Webb would go back to doing his job as city attorney, but he would still be involved if the money were approved. The money would also pay for the necessary experts.
Sammarco wondered if the city could drop down a level instead of being intervenors, but that would mean the city does not have a voice.
"We're a party to basically a lawsuit, and the question is, 'Do we want to win?'" Webb says. "This is not something that city attorneys do full time … I will be as cost-effective as we can be."
"If we're going to do it, I want the best," says Sammarco, but he's still concerned about the cost.
"At this phase, we've been as cost-effective as we can," Webb says. "It's been OK up to this point. We've been more successful than I've anticipated … (Spending the money) gives us our best chance at being successful."
9:26 p.m.: Aust notes that he voted against the initial request for money for the intervenor budget. He says he's inclined to vote for this increase if Webb is careful with the funds. (Aust also notes that it's about the same amount of money the council paid Building a Better Redondo after the lawsuit that lead to Measure G.)
Aust believes the city is doing the right thing by intervening in the process. "At this point, I have no problem because I feel that we're doing the right thing," he says.
Ginsburg says that he was initially apprehensive of the city attorney's office doing the intervening because of this exact situation. Now that Webb has done some of the intervenor work, the city gets the "best of both worlds"—Webb knows enough to be a good manager and has reduced the legal fees.
"Our intervenor status is a very worthwhile investment for the city of Redondo Beach," he says. He believes the city will recoup its fees somehow in the future. "Whether we end up with a power plant or not, we're going to end up with something a lot better than we would if we didn't go this route."
Ginsburg moves to allocate $350,000 (staff recommendation A in the agenda) to the intervenor budget.
9:36 p.m.: Szerlip is back up. He says the city has three basic priorities: 1. Public safety. 2. Public infrastructure. 3. Quality of life. He wants to know why the city isn't considering moving less money into the intervenor budget. "I think you have to go into this kind of decision with your eyes wide open as you go into next year's budget," he says.
"It's your decision. You've got to take the heat. You all wanted to be up here. Just go into it with your eyes wide open."
Though he says it's the council's decision, it's clear that he disagrees with the motion.
Danny the builder is going to write a memo to the Energy Commission about the ownership of the AES land as well as an "interpleader." Not sure what that means.
Marcie Guillermo of District 1 says that maybe they can find the money elsewhere.
Vechi couldn't resist. She's coming down again. "We are not qualified to be an intervenor, any one of us," she says. "But that's the reason I support the lawyer of the city to hire the best qualified people to represent us and to fight for us. And that money is the best investment for the city ... for quality of life, health, property values and so forth."

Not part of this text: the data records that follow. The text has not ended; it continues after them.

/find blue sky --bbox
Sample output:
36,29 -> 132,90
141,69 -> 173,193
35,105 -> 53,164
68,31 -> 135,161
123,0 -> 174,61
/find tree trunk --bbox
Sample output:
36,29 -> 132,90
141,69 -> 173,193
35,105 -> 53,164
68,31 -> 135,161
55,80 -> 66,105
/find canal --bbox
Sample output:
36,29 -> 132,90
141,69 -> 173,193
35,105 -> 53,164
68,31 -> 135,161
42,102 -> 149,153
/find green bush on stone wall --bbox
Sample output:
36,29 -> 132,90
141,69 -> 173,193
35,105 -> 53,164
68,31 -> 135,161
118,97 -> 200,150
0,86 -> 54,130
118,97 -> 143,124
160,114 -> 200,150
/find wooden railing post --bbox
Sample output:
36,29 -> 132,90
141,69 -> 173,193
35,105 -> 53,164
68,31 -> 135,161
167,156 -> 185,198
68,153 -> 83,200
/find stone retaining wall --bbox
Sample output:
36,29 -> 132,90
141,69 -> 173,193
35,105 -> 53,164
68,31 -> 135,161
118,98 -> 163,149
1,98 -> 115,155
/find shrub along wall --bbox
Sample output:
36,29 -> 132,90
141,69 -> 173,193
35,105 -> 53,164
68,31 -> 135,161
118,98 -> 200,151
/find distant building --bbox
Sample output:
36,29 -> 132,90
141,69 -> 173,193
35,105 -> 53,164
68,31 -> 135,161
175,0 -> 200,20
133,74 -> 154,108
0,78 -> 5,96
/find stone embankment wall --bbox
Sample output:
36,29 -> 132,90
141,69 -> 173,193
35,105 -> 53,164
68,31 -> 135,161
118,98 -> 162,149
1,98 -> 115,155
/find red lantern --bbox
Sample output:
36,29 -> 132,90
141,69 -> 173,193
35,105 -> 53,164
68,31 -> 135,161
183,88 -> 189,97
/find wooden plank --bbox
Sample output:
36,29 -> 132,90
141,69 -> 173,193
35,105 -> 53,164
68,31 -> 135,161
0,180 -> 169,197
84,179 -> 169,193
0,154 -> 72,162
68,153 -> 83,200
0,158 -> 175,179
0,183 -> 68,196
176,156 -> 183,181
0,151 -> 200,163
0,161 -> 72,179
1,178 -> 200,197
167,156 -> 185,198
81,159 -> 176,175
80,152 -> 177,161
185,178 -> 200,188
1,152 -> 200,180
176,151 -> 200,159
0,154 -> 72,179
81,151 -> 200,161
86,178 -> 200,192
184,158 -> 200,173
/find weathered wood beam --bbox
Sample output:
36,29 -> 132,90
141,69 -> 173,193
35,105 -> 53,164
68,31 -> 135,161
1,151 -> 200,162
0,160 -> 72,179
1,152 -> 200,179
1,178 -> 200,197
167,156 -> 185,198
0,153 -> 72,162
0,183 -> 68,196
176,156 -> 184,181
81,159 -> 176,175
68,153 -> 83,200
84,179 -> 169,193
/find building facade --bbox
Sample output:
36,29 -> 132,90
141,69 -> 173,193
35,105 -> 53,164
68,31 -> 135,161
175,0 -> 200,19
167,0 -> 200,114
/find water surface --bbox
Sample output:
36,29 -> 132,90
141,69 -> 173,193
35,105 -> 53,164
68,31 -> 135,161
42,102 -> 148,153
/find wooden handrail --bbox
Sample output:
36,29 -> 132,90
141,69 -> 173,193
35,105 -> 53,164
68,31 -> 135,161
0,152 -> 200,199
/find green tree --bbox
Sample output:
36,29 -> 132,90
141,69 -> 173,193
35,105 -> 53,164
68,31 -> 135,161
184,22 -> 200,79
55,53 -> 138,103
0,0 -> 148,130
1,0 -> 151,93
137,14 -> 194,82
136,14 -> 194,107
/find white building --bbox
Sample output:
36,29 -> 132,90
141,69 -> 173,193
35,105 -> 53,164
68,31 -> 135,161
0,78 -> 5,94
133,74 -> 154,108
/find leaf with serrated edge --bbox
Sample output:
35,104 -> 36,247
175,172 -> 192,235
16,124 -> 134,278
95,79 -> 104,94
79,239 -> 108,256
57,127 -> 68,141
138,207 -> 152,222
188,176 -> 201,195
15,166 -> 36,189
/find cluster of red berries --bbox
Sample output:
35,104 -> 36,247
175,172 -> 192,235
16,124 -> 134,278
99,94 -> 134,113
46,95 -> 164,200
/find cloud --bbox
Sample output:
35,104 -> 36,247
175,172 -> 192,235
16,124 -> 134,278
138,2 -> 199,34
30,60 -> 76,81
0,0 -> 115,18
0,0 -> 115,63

9:42 p.m.: "This has nothing to do with your opinion on the power plant, and the public employees have to understand that," says Aspel.
Brand says he's sensitive to the employees' 6 percent pay cut. "This is a big expenditure, but it's an investment. I just want to reiterate, it's an investment," he says. "Ultimately, it is a way to bolster our city's finances, get the employees to a wage that is fair and equitable and ultimately get them their wages back."
He says—in response to Szerlip's comments—he's tried to get the employees their compensation back.
"Before you start losing votes, we should probably move on," Aspel says.
They start voting, but in the middle, Sammarco calls for a friendly amendment. Webb says there were already four votes, but if someone in the majority wants to reconsider, they can.
It's unanimous—$350,000 is added to the budget, and Webb will have help. The announcement is met with applause.